Site-neutral payment reform is aimed primarily at outpatient payment differentials, but its implications reach well beyond hospital finance. Post-acute operators and senior living executives should view it as another signal that federal policymakers are looking for payment systems that reward appropriate setting, measurable value, and lower total cost of care.

For skilled nursing, home health, hospice, and senior housing organizations, that can create opportunity. If hospitals face greater pressure to manage ambulatory care efficiently, they may become more serious partners in preventing avoidable admissions, accelerating safe transitions, and building clinically credible alternatives to institutional care.

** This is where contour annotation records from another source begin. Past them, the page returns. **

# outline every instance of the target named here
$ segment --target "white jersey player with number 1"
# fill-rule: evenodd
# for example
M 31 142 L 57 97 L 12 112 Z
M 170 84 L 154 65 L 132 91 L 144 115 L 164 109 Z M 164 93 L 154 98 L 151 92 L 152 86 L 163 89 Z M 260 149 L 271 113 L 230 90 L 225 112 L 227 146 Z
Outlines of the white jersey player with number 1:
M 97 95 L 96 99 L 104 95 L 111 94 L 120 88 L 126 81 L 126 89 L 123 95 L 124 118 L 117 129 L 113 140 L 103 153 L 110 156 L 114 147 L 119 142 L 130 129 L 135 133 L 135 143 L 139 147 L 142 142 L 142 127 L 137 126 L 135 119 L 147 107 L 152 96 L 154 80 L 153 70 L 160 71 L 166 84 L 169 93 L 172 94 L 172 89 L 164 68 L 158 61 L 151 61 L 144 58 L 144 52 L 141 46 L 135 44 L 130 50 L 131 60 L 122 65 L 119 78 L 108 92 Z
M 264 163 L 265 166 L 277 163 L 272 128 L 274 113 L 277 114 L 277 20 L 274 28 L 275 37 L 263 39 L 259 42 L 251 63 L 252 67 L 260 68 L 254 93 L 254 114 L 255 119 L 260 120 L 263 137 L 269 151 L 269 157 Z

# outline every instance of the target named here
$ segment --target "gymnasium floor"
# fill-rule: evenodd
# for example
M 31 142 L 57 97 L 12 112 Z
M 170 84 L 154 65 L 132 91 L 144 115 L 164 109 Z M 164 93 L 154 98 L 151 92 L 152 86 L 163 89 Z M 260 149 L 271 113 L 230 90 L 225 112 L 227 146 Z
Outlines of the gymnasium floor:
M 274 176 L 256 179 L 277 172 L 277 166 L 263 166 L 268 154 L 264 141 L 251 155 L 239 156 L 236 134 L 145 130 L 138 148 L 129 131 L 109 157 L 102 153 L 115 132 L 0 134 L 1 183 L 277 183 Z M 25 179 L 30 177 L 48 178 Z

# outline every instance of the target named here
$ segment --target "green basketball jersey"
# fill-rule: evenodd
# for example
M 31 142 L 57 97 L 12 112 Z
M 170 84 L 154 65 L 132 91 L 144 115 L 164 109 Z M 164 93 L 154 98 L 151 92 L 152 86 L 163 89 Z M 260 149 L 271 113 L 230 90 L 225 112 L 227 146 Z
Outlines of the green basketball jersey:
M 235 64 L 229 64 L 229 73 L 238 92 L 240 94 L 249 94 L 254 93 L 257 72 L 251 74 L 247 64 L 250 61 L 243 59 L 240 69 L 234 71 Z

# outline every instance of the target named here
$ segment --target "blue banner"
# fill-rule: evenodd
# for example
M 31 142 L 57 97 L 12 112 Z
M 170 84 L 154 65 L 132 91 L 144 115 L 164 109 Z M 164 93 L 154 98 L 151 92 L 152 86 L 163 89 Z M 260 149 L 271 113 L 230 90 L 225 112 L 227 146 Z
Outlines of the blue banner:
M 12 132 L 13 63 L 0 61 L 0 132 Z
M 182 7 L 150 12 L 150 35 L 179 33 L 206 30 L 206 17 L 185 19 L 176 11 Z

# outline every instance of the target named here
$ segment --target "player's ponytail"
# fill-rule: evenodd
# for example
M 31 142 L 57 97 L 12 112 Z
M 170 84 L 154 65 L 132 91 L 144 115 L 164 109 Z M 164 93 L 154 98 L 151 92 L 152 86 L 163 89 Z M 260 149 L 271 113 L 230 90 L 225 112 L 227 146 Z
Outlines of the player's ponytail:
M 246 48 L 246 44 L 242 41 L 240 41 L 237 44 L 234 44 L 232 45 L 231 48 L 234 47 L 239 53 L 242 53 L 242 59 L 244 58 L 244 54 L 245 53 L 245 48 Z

Still, the opportunity should not be romanticized. Hospital systems under revenue pressure may seek to retain more services internally, tighten referral relationships, or demand more favorable partnership economics. Post-acute providers need data that demonstrates their value in terms hospital executives and Medicare policymakers recognize: readmission reduction, lower emergency department utilization, timely discharge, quality performance, and patient outcomes.

Life plan communities and assisted living operators should pay attention as well. The policy logic behind site neutrality reinforces a broader preference for care delivered in the least intensive setting consistent with patient safety. Organizations that can support aging in place, coordinate primary and specialty care, and identify deterioration before it becomes an emergency will be better positioned as payment policy evolves.

The Trade-Off Policymakers Cannot Ignore

The strongest argument against expansive site neutrality is that hospitals are not simply larger physician offices. Many carry losses from emergency care, trauma services, behavioral health, teaching programs, and uncompensated care. Cutting outpatient payments without confronting those obligations could worsen the financial condition of hospitals that communities cannot afford to lose.

That concern is real, especially in rural markets and for safety-net institutions. It is not, however, a sufficient argument for preserving indiscriminate payment differentials. If Medicare intends to subsidize essential community capacity, it should do so transparently through policies targeted to that purpose, not through higher prices for routine services wherever they happen to be billed.

This is the strategic test for the industry: can it defend higher payments with evidence of higher clinical complexity, patient risk, or necessary infrastructure? Where the answer is yes, policymakers should account for it. Where the answer is no, the payment differential is increasingly difficult to justify.

The organizations that will navigate this shift best will not frame site neutrality as an external threat alone. They will use it as a forcing function to clarify which outpatient assets create clinical value, which depend on legacy reimbursement rules, and which care models deserve investment regardless of where Medicare draws the next payment line.